I guess one single "stream" of convolutional layers can not be computed in parallel?! So it does not matter which device does the convolution-, pooling-, ... part?!

Any tips to get the best performance?

Currently I am training on one node of a Slurm cluster with 2 GPUs but potentially I could train on more nodes, so 4, 6 or even 8 GPUs. However, I guess there would be much overhead with more than 2 GPUs?


EDIT (slow multi-GPU performance): After some tests I am quite astonished...if I let TensorFlow decide what to allocate and remove the device-specific statements the network trains considerably faster. This was really surprising to me...what could be more effective than having each output stream on one GPU when there are two GPUs total? Additionally it seems (according to the output) that Tensorflow is only using one GPU?!


EDIT2 (NaN values): After some more tests I experienced that my manual setup of gpu:0 for stream 1 and gpu:1 for stream 2 is not only slower than letting TensorFlow decide what to use (and according to the piped script output TensorFlow just uses one GPU) but also sometimes my (I do not know why) my "gpu:0 for stream 1 and gpu:1 for stream 2"-solution just generates NaN values. Like directly or short after the init. Very weird.

Does TensorFlow need some kind of thread locking or manual copy of input data for multiple GPUs?

1
I can't answer your question, but I can point out that in Tensorflow's documentation, they mention that allocation of processors (GPUs and CPUs) are done in a greedy method after allocating user defined placement constraints. Here is the white paper: download.tensorflow.org/paper/whitepaper2015.pdf . See sections 3.2 and 4.3. I'll be curious to see any answers as to the best practices as well.nfmcclure
All the data transfers are done for you, and you don't need to lock input data to prevent NaNs. But you can also get NaN if your optimization divergesYaroslav Bulatov
Yeah, but I never got the NaN problem with my network on a single GPU. I mean in 5 out of 5 experiments it converged normally on a single GPU but in 3 out 5 multi GPU runs I got NaN values. Additionally: why should multi GPU be slower?

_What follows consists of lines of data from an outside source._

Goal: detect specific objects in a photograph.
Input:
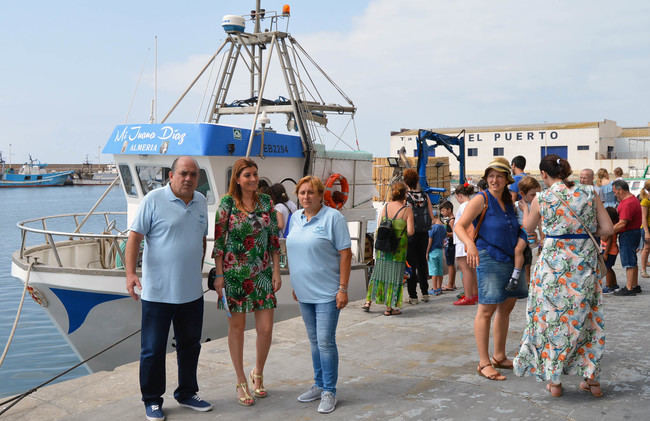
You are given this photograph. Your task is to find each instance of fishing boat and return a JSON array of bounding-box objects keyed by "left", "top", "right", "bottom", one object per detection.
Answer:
[
  {"left": 0, "top": 153, "right": 74, "bottom": 187},
  {"left": 12, "top": 0, "right": 376, "bottom": 371}
]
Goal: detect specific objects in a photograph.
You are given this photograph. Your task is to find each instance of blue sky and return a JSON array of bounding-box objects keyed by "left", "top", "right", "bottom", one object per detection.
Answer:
[{"left": 0, "top": 0, "right": 650, "bottom": 163}]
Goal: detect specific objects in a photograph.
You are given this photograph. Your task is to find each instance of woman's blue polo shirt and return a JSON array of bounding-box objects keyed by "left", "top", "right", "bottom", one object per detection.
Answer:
[{"left": 287, "top": 206, "right": 351, "bottom": 304}]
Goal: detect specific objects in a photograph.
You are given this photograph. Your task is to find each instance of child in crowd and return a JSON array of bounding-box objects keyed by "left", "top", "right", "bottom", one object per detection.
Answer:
[
  {"left": 600, "top": 206, "right": 619, "bottom": 294},
  {"left": 427, "top": 208, "right": 447, "bottom": 295},
  {"left": 512, "top": 176, "right": 542, "bottom": 283},
  {"left": 440, "top": 201, "right": 456, "bottom": 291}
]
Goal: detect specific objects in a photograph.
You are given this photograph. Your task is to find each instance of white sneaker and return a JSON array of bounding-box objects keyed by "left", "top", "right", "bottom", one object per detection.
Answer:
[
  {"left": 298, "top": 385, "right": 323, "bottom": 402},
  {"left": 318, "top": 392, "right": 336, "bottom": 414}
]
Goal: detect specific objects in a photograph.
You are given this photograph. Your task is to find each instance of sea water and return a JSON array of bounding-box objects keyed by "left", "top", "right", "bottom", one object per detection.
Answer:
[{"left": 0, "top": 186, "right": 126, "bottom": 397}]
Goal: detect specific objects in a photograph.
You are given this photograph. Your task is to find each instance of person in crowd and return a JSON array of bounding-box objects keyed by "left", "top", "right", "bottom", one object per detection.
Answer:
[
  {"left": 270, "top": 183, "right": 298, "bottom": 238},
  {"left": 515, "top": 176, "right": 543, "bottom": 283},
  {"left": 514, "top": 154, "right": 613, "bottom": 397},
  {"left": 600, "top": 207, "right": 618, "bottom": 294},
  {"left": 427, "top": 208, "right": 447, "bottom": 295},
  {"left": 440, "top": 201, "right": 456, "bottom": 291},
  {"left": 287, "top": 176, "right": 352, "bottom": 414},
  {"left": 454, "top": 183, "right": 478, "bottom": 306},
  {"left": 125, "top": 156, "right": 212, "bottom": 421},
  {"left": 613, "top": 167, "right": 623, "bottom": 181},
  {"left": 612, "top": 180, "right": 643, "bottom": 297},
  {"left": 579, "top": 168, "right": 600, "bottom": 194},
  {"left": 212, "top": 158, "right": 282, "bottom": 406},
  {"left": 404, "top": 168, "right": 433, "bottom": 304},
  {"left": 640, "top": 180, "right": 650, "bottom": 278},
  {"left": 362, "top": 181, "right": 412, "bottom": 316},
  {"left": 508, "top": 155, "right": 528, "bottom": 203},
  {"left": 454, "top": 157, "right": 528, "bottom": 380},
  {"left": 596, "top": 168, "right": 618, "bottom": 208}
]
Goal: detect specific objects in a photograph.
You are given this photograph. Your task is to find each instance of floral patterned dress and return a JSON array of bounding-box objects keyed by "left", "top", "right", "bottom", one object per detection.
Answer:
[
  {"left": 212, "top": 194, "right": 280, "bottom": 313},
  {"left": 514, "top": 182, "right": 605, "bottom": 383},
  {"left": 366, "top": 205, "right": 408, "bottom": 307}
]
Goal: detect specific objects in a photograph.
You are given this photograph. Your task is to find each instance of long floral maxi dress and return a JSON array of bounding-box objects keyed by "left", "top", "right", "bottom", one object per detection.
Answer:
[
  {"left": 514, "top": 182, "right": 605, "bottom": 383},
  {"left": 366, "top": 217, "right": 408, "bottom": 308},
  {"left": 212, "top": 194, "right": 280, "bottom": 313}
]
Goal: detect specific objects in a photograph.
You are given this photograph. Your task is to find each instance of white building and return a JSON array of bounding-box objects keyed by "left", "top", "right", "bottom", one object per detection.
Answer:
[{"left": 390, "top": 120, "right": 650, "bottom": 176}]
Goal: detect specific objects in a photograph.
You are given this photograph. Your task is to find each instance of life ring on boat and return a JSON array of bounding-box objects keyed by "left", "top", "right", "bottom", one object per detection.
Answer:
[
  {"left": 323, "top": 173, "right": 350, "bottom": 209},
  {"left": 27, "top": 286, "right": 47, "bottom": 307}
]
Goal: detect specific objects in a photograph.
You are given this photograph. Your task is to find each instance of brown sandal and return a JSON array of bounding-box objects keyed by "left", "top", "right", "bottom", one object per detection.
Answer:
[
  {"left": 546, "top": 383, "right": 562, "bottom": 398},
  {"left": 580, "top": 379, "right": 603, "bottom": 398},
  {"left": 250, "top": 369, "right": 268, "bottom": 398},
  {"left": 490, "top": 355, "right": 514, "bottom": 370},
  {"left": 476, "top": 363, "right": 506, "bottom": 381}
]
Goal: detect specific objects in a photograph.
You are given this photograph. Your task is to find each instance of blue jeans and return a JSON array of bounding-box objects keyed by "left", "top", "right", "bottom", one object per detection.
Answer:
[
  {"left": 618, "top": 229, "right": 641, "bottom": 269},
  {"left": 140, "top": 297, "right": 203, "bottom": 406},
  {"left": 300, "top": 300, "right": 340, "bottom": 394}
]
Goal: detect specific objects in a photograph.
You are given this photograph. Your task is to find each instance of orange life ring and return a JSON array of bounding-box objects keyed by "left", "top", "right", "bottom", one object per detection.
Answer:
[{"left": 323, "top": 173, "right": 350, "bottom": 210}]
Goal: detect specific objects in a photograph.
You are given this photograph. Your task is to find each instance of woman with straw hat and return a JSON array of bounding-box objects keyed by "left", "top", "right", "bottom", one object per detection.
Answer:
[{"left": 454, "top": 158, "right": 528, "bottom": 380}]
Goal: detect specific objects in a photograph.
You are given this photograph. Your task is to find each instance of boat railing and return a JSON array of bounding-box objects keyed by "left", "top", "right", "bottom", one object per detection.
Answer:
[{"left": 16, "top": 211, "right": 128, "bottom": 267}]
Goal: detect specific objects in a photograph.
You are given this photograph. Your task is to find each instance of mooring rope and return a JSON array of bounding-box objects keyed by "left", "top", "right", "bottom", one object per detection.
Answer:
[
  {"left": 0, "top": 284, "right": 215, "bottom": 416},
  {"left": 0, "top": 262, "right": 34, "bottom": 370}
]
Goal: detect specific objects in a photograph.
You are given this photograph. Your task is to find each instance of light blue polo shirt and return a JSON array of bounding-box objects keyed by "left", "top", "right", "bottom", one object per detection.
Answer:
[
  {"left": 131, "top": 185, "right": 208, "bottom": 304},
  {"left": 287, "top": 206, "right": 351, "bottom": 304}
]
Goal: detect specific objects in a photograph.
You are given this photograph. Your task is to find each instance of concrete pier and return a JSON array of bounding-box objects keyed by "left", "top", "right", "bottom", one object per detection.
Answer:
[{"left": 1, "top": 267, "right": 650, "bottom": 421}]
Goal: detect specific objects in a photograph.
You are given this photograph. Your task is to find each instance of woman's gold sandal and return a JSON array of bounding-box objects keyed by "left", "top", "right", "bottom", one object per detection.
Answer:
[
  {"left": 235, "top": 383, "right": 255, "bottom": 406},
  {"left": 250, "top": 369, "right": 269, "bottom": 398}
]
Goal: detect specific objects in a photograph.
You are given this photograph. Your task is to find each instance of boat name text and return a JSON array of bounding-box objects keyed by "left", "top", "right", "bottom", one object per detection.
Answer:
[{"left": 115, "top": 126, "right": 187, "bottom": 146}]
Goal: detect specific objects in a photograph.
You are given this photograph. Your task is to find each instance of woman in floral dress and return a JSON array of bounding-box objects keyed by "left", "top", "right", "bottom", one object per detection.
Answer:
[
  {"left": 361, "top": 181, "right": 415, "bottom": 316},
  {"left": 514, "top": 155, "right": 613, "bottom": 397},
  {"left": 212, "top": 158, "right": 282, "bottom": 406}
]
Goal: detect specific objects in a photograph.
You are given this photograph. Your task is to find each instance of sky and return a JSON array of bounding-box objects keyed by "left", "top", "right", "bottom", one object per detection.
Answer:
[{"left": 0, "top": 0, "right": 650, "bottom": 163}]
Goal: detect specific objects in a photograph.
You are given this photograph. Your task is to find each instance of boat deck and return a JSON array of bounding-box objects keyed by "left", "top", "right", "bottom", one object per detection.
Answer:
[{"left": 3, "top": 264, "right": 650, "bottom": 421}]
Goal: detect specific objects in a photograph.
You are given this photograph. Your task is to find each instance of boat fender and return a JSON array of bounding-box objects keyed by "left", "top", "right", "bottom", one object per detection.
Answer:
[
  {"left": 27, "top": 286, "right": 47, "bottom": 307},
  {"left": 323, "top": 173, "right": 350, "bottom": 210}
]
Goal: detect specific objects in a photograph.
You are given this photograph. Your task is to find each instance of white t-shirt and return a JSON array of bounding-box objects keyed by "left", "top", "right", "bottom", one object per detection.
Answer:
[
  {"left": 454, "top": 201, "right": 469, "bottom": 257},
  {"left": 273, "top": 200, "right": 298, "bottom": 238}
]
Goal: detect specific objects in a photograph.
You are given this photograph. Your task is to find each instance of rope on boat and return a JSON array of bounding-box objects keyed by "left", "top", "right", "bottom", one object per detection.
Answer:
[
  {"left": 0, "top": 262, "right": 34, "bottom": 370},
  {"left": 0, "top": 286, "right": 210, "bottom": 416},
  {"left": 0, "top": 329, "right": 142, "bottom": 415}
]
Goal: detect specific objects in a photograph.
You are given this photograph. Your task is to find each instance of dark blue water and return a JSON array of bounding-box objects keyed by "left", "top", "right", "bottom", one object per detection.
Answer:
[{"left": 0, "top": 186, "right": 126, "bottom": 397}]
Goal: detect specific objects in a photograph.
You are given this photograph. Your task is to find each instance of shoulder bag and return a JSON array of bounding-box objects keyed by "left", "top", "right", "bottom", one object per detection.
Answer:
[{"left": 549, "top": 189, "right": 607, "bottom": 279}]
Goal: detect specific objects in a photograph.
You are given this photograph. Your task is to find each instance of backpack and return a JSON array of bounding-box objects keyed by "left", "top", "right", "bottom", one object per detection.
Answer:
[
  {"left": 375, "top": 205, "right": 406, "bottom": 253},
  {"left": 406, "top": 192, "right": 432, "bottom": 232}
]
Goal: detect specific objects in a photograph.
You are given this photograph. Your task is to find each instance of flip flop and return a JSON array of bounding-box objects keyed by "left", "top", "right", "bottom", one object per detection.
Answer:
[
  {"left": 476, "top": 364, "right": 506, "bottom": 381},
  {"left": 491, "top": 355, "right": 514, "bottom": 370}
]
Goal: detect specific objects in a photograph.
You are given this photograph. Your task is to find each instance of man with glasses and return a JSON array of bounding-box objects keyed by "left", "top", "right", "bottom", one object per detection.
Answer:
[{"left": 126, "top": 156, "right": 212, "bottom": 421}]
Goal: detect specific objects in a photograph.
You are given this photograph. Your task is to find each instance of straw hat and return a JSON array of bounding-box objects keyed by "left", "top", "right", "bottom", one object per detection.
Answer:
[{"left": 483, "top": 157, "right": 515, "bottom": 184}]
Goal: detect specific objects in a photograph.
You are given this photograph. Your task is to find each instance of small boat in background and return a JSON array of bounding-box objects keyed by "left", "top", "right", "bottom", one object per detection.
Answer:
[{"left": 0, "top": 154, "right": 74, "bottom": 187}]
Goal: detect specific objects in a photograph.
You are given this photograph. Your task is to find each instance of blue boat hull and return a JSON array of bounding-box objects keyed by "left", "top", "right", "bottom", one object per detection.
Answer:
[{"left": 0, "top": 171, "right": 74, "bottom": 187}]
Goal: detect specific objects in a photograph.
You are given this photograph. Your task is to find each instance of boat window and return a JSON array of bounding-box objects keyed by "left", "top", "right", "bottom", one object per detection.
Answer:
[
  {"left": 196, "top": 169, "right": 214, "bottom": 205},
  {"left": 135, "top": 165, "right": 171, "bottom": 195},
  {"left": 135, "top": 165, "right": 214, "bottom": 204},
  {"left": 118, "top": 164, "right": 138, "bottom": 197}
]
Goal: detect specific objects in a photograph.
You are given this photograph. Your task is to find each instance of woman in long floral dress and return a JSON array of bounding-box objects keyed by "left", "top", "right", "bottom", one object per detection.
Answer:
[
  {"left": 514, "top": 155, "right": 613, "bottom": 397},
  {"left": 212, "top": 158, "right": 282, "bottom": 406},
  {"left": 362, "top": 181, "right": 415, "bottom": 316}
]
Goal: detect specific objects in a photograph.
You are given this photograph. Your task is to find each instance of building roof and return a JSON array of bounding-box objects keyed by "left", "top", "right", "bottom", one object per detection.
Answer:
[
  {"left": 620, "top": 126, "right": 650, "bottom": 137},
  {"left": 394, "top": 120, "right": 604, "bottom": 136}
]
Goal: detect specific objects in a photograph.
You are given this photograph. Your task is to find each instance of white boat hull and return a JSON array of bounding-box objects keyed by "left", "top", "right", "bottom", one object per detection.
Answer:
[{"left": 11, "top": 254, "right": 366, "bottom": 371}]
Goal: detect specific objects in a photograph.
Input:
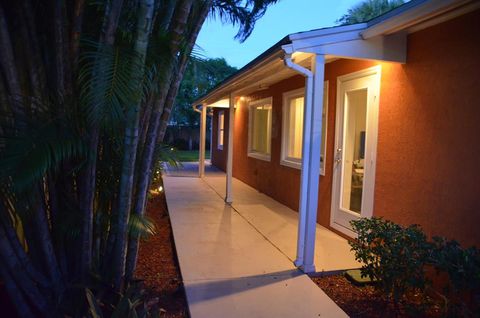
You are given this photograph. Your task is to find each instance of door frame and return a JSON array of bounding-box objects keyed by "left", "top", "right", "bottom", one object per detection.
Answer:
[{"left": 330, "top": 65, "right": 381, "bottom": 238}]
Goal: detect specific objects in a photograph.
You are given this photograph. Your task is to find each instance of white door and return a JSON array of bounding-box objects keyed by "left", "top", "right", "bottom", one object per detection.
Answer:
[{"left": 330, "top": 66, "right": 380, "bottom": 236}]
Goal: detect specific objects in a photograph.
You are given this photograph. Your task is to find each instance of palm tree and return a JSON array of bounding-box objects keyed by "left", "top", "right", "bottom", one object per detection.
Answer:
[
  {"left": 0, "top": 0, "right": 276, "bottom": 317},
  {"left": 337, "top": 0, "right": 405, "bottom": 25}
]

I mean due to data transfer between the GPUs I did not expect twice the speed but slower?daniel451

1 Answers

6
votes

The logic for default placement of devices lies in simple_placer.cc

I may be missing something in the logic, but from this line it seems that it will put all GPU ops on gpu:0

You can see from implementation that placement strategy doesn't take into account data transfer or computation costs, so manual placement is often better than automatic. For instance, if you are doing some kind of input pipeline, default placement usually places some data processing ops on GPU which makes things slower overall.

As far as your implementation being slow...perhaps there's gpu0->gpu1 copy happening somewhere?

Getting multi-GPU setups to work is very much an open area, let us know what you find!